One thing that has helped me, after getting the three C's down, was the realization that everything that happens when it comes to the disease she is fighting I am neither ignorant nor powerless. I've chosen to be here and it took me a long time to decide to get on this ride but once I did so I did so knowing the worst.

She might and probably would relapse - two small ones this year
She might not always be the joy she can be while struggling through year one of recovery
There may come a day when the alcohol wins and either she leaves because I won't live with an active alcoholic again and she chooses going to somewhere or someone else instead of rehab
Choosing to commit myself 100% means I will probably never go to another Jimmy Buffet concert (lol), I will learn to enjoy great food without wine, I won't go out to parties or events where alcohol is all over.... My life will be different due to her disease.
She may never realize what I (and many here feel) about the time before she got sober and the relapses since or yet to come.

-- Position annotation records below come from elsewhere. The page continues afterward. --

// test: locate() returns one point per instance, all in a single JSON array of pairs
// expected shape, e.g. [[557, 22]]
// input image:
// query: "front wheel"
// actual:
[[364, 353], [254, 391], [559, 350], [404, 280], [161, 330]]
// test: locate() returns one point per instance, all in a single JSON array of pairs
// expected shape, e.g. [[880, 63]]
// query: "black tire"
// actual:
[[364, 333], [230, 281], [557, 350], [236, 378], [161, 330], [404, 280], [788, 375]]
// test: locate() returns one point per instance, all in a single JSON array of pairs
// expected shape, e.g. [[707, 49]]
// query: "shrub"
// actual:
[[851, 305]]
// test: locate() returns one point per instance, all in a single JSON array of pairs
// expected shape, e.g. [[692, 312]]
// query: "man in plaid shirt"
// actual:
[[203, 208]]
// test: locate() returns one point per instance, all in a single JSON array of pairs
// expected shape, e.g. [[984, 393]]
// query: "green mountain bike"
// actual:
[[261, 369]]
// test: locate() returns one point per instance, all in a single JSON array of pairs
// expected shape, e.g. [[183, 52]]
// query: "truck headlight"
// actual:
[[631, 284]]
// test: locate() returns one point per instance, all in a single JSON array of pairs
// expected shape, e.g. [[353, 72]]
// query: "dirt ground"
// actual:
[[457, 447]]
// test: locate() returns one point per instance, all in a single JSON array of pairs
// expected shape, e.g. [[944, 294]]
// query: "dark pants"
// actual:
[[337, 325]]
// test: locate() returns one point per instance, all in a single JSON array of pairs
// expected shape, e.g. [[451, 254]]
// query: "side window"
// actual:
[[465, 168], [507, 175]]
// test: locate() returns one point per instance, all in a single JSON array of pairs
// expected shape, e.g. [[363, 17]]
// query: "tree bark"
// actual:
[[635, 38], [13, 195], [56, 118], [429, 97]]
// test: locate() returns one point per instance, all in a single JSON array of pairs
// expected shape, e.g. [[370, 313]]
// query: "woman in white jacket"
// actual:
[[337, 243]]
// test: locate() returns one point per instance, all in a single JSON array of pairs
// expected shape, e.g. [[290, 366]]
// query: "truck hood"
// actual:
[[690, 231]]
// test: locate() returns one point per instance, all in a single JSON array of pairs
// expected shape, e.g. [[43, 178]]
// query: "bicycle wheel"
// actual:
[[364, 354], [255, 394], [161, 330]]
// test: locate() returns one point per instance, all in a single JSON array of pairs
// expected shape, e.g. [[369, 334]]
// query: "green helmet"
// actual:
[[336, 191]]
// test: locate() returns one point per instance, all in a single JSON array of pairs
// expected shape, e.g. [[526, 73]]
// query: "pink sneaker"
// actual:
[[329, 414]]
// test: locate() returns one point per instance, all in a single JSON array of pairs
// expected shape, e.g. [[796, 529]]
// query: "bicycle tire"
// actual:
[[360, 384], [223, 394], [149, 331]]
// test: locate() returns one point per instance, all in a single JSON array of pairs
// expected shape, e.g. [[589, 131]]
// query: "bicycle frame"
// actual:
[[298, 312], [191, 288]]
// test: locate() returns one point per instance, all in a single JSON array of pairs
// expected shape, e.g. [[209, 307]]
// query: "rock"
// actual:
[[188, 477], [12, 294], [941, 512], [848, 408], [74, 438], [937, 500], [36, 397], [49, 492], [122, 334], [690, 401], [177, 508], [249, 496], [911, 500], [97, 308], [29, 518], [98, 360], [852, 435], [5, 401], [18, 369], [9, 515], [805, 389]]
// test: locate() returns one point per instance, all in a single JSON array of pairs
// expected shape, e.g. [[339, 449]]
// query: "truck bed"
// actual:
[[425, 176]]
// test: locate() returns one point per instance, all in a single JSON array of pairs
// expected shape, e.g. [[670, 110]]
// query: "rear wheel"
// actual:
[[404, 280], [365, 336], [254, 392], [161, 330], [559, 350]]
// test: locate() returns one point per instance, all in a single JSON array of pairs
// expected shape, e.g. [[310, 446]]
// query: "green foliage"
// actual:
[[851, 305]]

BUT I became OK with all of that when I realized that I made a decision to be in this situation and have chosen to remain in this situation despite the bumps in the road and have decided that I choose to continue knowing the risks and the high probability that we are not through the woods yet and may never be.

I have a choice. We all do. This isn't to say "well if you don't like it, it's your own fault". It's just to say that we are not powerless and not victims of this disease. We choose to deal with it in our lives or we choose not to. We are not 'stuck' once we realize that and it makes it much easier to deal with when we accept that.

Hope that makes sense. For a time I was very much afraid that the rest of my life would be like it was when my wife was drinking - fear of what would happen next and where the next crisis would hit from. ...but when I decided I was going to commit to my wife I didn't commit to dealing with living with an active alcoholic, my decision was based in the clearly communicated condition that my commitment to her depends on her commitment to sobriety. She has my unconditional love but knows that I will never live that way again.

So to the OP - you made a hard choice and a painful one but you made the choice that you did not want that life and you walked away to save yourself. Be proud of that. You devoted a lot to this person and it sucks to feel that everything you did was 'for nothing' but maybe it wasn't. Maybe walking away was what it took to save him AND yourself.

Hang in there. Tomorrow is a new day and YOU get to determine how it goes.